As many of my patients, and honestly, many people experience, maintaining physical activity becomes especially challenging when you are sick and when life is busy. The holidays seem to amplify both. The season brings joy, family, unstructured time, and unpredictability. It also brings viruses, disrupted sleep, travel, and routines that feel suddenly impossible to hold together.
I am finding this to be true for myself right now. With four daughters, viruses are a regular feature in our household. For about two months, I had a solid routine going, working out five to six days a week, trying to build muscle, eating enough protein, and tracking my reps and sets. It was the whole structured thing, and it felt good.
Then I got sick.
Understandably, I stopped working out for a few days. That part made sense. Rest is important. What surprised me was what came next. I did not want to start again. I did not want to work out, did not want to track protein, did not want the structure of the habit in my life at all. The desire simply disappeared.
That part was distressing, especially since this is what I do for a living. But I try to practice what I preach. Instead of pulling the plug on the habit entirely, I kept it going in the smallest way possible. Barely. Critically injured. On life support.

What It Looks Like to Keep a Habit Alive
Restarting Slowly, Even When Motivation Is Gone
A few days later, I did a 20 minute Peloton ride. Nothing remarkable. Nothing intense. But it counted. A few days after that, I did one resistance exercise, my favorite, the bench press. That was it. One movement. One sign of life.
A few days later, I managed an hour ride. And this morning, I did a longer push workout. I do not think I am fully out of the woods yet, but, forgive the nerdy doctor metaphor, I think the habit can probably be moved out of the ICU.

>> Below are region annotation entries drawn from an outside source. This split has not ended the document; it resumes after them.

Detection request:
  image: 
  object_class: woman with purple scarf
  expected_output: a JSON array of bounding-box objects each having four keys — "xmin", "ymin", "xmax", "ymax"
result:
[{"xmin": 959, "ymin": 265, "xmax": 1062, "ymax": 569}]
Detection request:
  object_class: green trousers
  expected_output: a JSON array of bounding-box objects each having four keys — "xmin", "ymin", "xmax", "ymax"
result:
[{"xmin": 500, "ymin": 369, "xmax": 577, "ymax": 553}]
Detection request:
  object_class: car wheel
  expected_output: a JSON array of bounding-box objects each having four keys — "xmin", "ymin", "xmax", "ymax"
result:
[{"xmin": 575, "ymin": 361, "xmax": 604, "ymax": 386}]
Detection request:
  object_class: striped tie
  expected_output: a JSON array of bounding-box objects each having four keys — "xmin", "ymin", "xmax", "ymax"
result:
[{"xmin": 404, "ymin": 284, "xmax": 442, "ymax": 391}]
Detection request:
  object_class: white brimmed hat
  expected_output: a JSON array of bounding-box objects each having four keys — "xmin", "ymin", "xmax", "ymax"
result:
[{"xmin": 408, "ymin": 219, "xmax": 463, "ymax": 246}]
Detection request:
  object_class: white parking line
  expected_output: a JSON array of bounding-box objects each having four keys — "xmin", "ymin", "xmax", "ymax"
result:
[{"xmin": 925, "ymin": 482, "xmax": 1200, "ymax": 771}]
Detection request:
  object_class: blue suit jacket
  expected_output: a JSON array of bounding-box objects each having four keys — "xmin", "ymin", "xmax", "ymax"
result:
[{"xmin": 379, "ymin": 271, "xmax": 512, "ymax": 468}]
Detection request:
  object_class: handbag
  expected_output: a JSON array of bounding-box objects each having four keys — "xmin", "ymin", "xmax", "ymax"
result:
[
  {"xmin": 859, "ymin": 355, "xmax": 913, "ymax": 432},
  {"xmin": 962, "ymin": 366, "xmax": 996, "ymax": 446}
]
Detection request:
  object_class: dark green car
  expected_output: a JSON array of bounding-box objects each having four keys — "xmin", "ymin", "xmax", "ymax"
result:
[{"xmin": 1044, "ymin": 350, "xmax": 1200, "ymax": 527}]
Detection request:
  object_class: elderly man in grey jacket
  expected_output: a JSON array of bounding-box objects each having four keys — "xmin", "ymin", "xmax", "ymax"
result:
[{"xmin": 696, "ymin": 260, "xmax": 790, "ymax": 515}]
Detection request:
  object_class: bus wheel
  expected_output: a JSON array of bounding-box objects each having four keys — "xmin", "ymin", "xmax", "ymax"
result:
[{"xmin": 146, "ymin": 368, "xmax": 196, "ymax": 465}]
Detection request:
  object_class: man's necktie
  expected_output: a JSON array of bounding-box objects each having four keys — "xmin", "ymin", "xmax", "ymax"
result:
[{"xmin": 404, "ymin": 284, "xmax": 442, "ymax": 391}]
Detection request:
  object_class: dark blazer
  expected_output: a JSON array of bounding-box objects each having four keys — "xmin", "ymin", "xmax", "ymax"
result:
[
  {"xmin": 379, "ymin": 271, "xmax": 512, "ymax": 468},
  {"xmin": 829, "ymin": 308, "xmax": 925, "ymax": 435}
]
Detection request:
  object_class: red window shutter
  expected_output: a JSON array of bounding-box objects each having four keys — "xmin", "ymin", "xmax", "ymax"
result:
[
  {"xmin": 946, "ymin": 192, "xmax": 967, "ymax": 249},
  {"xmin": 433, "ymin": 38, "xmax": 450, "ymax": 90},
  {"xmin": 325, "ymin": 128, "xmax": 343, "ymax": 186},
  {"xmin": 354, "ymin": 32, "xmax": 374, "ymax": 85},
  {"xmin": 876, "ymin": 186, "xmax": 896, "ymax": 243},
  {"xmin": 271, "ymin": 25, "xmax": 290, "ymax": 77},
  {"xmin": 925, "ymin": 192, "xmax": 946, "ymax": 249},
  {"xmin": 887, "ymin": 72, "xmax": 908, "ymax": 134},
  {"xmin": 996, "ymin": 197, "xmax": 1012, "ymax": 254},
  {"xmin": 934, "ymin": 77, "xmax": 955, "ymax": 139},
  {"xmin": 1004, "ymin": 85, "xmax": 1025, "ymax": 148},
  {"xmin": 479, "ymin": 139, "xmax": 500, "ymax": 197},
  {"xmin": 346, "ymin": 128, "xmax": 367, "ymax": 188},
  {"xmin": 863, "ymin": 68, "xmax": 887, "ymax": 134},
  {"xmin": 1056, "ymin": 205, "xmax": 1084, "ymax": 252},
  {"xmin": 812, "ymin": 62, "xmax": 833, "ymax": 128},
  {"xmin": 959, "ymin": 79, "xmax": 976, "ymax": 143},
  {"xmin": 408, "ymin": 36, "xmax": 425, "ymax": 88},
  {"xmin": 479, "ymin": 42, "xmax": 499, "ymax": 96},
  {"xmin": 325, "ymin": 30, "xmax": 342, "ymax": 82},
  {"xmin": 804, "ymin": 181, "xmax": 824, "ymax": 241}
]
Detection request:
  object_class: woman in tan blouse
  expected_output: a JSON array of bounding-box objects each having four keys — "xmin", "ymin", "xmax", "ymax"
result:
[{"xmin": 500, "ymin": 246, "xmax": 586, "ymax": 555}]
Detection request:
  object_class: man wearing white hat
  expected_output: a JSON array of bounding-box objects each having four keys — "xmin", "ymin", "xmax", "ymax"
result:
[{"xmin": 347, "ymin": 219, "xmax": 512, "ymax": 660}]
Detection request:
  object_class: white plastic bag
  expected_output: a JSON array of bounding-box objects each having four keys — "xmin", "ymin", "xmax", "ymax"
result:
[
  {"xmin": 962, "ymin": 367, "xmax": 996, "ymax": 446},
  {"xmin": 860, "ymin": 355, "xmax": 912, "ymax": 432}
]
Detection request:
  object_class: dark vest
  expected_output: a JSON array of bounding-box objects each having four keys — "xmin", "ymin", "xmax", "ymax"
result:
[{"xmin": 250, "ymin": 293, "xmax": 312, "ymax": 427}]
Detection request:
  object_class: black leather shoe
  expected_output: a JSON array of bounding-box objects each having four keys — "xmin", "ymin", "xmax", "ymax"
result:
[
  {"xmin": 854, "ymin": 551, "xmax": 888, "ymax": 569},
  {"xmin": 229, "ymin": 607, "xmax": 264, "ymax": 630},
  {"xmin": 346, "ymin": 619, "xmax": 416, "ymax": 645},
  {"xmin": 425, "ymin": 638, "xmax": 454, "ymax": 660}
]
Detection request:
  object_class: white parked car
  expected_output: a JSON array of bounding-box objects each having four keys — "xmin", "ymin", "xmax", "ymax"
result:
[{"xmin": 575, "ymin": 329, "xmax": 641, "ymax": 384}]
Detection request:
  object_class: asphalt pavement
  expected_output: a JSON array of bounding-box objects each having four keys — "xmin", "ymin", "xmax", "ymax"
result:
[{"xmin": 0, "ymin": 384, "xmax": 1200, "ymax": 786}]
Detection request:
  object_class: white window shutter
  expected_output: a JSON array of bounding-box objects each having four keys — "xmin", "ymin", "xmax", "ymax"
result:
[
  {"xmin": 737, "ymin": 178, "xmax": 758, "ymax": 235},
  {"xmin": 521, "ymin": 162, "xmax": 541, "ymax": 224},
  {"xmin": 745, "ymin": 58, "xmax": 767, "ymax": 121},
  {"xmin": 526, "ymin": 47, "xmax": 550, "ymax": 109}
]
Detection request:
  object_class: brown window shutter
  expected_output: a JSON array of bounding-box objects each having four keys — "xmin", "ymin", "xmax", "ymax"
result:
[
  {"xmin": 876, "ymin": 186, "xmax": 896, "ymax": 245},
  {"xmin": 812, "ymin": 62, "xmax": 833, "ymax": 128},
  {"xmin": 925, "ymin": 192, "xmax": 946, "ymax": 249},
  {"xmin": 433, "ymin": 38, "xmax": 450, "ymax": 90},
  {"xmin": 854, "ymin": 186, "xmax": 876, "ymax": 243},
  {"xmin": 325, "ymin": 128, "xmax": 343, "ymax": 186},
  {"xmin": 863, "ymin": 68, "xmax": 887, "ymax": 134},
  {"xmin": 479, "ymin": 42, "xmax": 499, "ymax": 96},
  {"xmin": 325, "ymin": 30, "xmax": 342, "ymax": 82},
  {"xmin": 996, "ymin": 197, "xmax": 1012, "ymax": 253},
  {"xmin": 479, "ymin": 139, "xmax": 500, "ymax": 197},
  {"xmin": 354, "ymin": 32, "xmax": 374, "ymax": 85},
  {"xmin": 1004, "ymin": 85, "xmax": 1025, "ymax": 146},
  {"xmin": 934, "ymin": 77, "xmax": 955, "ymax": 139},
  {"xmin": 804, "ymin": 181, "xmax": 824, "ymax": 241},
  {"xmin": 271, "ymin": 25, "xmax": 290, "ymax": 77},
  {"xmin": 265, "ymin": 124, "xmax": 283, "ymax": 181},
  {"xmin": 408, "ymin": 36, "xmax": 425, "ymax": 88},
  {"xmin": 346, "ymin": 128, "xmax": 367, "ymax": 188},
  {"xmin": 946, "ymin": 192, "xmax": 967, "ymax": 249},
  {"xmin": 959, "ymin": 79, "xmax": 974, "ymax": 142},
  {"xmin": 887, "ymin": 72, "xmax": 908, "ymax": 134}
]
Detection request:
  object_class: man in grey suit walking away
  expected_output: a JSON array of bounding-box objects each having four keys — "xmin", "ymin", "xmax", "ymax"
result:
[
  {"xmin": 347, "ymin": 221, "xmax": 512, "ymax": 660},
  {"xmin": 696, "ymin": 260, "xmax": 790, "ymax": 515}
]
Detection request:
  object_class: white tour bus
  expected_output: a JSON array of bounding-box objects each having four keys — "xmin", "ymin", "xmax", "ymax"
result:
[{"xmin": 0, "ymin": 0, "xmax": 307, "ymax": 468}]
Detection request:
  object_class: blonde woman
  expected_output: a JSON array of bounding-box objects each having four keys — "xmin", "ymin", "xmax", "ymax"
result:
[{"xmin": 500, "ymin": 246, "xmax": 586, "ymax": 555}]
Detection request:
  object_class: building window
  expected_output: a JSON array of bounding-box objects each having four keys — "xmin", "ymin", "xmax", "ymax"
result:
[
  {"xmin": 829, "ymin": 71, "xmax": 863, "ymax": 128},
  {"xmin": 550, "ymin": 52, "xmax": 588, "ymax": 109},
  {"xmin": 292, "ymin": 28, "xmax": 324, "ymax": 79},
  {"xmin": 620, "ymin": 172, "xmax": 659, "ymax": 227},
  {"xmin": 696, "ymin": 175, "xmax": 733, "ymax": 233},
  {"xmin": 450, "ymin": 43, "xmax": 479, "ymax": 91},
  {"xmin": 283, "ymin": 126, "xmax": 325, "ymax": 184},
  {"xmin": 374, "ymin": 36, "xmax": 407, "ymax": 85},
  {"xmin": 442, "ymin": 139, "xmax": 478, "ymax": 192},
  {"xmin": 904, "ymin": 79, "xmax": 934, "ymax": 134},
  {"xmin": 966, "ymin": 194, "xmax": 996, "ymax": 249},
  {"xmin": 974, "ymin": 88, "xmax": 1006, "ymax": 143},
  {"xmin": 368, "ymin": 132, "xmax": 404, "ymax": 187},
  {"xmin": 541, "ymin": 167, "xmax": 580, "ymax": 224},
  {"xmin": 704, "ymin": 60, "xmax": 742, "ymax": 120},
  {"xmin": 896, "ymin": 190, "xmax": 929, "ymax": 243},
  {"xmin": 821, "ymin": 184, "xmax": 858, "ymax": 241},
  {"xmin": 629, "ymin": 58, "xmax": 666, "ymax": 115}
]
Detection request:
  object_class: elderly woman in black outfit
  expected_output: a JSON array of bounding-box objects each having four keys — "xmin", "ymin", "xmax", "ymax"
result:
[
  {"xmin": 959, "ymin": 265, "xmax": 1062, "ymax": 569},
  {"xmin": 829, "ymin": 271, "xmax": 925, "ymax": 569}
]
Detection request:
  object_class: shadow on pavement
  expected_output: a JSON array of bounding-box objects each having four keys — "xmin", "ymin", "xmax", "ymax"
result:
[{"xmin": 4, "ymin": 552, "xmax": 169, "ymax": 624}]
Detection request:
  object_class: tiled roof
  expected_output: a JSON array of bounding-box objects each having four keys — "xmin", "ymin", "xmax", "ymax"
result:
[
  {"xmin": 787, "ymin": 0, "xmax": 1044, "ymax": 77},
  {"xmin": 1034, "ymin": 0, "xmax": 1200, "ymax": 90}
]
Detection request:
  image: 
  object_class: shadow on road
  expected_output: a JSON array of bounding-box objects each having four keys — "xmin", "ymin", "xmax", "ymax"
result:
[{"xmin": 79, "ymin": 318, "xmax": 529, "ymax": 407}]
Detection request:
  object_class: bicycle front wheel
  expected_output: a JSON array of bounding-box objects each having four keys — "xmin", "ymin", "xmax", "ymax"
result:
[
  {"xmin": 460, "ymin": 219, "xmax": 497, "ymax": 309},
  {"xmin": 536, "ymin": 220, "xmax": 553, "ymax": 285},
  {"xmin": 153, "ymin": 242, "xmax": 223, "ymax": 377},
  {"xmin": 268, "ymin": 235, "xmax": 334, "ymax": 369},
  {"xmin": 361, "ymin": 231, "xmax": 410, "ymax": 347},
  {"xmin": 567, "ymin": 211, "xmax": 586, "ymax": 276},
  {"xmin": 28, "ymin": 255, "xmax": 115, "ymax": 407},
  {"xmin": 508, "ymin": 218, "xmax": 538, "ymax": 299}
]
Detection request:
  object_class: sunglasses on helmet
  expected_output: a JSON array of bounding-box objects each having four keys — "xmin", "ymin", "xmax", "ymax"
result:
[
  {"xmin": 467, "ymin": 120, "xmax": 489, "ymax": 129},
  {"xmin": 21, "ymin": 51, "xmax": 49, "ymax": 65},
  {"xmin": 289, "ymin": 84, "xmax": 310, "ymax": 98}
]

These tiny steps are what habit recovery sometimes looks like. Not dramatic. Not inspiring. Not social media worthy. Just small choices that prevent the habit from flatlining completely.
The Holiday Challenge, When Routines Fall Apart
The holidays add another layer. There is unstructured time. Disrupted routines. Later mornings. Family activities that take priority over personal structure. I am also still wrestling with the desire to wake up slowly, cuddling with my wife, spending time with my kids, versus using the few quiet morning hours I have to meditate and work out, which are much harder to do later in the day.
There is no perfect answer here. There is only the tension between what matters deeply and what requires discipline. Holidays make this tension louder. They always have.
But what I wanted to share during this holiday week is simple. Keep the habit on life support. Even a pulse counts. You do not need full structure. You do not need full motivation. You do not need the perfect morning routine. You only need to avoid giving up completely.

The Truth About Habits, There Is No Finish Line
Every day is another chance to recover, to resuscitate, to restart, even if it is imperfect. The idea that habits live or die in one failure is simply not true. Habits are far more resilient than we assume, especially when we accept that they will fluctuate.
And not to sound cliche, but the only real failure is giving up completely. Even then, sometimes you do give up. Life happens. Illness happens. Stress happens. Interruptions happen. But even after you have given up, you remember something important. The next day, or the next week, or the next month, or even years from now, you can always start again.
This mindset is what carries people through difficult seasons. Not perfection. Not intensity. Not rigid structure. But the belief that restarting is always possible and always allowed.
This is how habits survive sickness. This is how habits survive holidays. This is how habits survive real life. Not through flawless execution, but through refusing to disconnect the cord completely.